Develop your own rituals, basis the constraints and circumstances of your home, but make half an hour of undivided couple time non-negotiable in planning your day. Your relationship will reap rich benefits from it.

"Date" Your Husband
You manage your children's homework schedule, keep track of a hundred logistics that go into the smooth running of a home - no matter what your privacy or time constraints. So, it can't be impossible for you to make time for your husband and you to be together, once in a while. You'll need to talk to him about this one if it is to be effective.

Don't hesitate, because if you're feeling the lack of intimacy, chances are so is he. Set aside one afternoon or night every fortnight (Saturday afternoons are a good bet if both of you have the day off) for the two of you to do something together without including friends or family. It could be a movie, a meal or even taking a book each to a cafe and reading over coffee. You don't even need to go out all the time - a weekly Scrabble date while your children are out will do just fine too! The only rule is that no-one else be involved.

Ask a friend to baby-sit if you have childcare issues (you can do the same for her); or plan a fun activity for your children and drop them off before both of you head out for your "date". Make some ground rules - no talking shop, or about home and family issues. You'll find it surprisingly hard at first but over time, you'll be rewarded as you dig deeper beneath the mundane issues of everyday existence to talk about interests that possibly drew you to each other in the first place.

Loosen Up
What triggers passion? Intimacy, playfulness, joy. Get a little bit of all three into your relationship by bringing some banter into your equation. Tease your husband in a playful way, have fun together doing lighthearted things instead of constantly trying to be responsible, focused adults. Consciously aim to show him a lighter, more fun side of you rather than only the conscientious mother, daughter-in-law, or wife that you are; encourage him to loosen up too.

Unless you both ease up on yourself and stop trying to live up to impossible standards of perfection in every role, you will never be able to truly relax. Would you rather have a sparkling home and a bland relationship than the other way around? Keeping dozens of balls up in the air is impossible over a period of time - let a few drop, as long as it's not your relationship that's falling to the floor!

Take Help
If things are not getting "sparky" even with all your effort, consider talking to an expert - you make the first move if you can't persuade your partner. But talk to him about it, try and draw him into going with you the next time you visit the therapist. Explains Dr Vandana Tara*, 'Emotionally most couples tend to go through this dry phase where they feel disinterested.

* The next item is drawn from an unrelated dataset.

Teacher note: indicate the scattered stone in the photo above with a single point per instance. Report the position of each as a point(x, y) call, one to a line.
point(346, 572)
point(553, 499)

Couple therapy has worked wonders in the past and you shouldn't shy away from it.' Make sure you follow through with medication if required. It's not addictive and will not mess with your head or insides. The danger is that most couples tend to give up after a few sessions and almost all do not follow through with the advice that's given. So take care to sustain the treatment. It's a small price to pay for a happy lifetime of togetherness.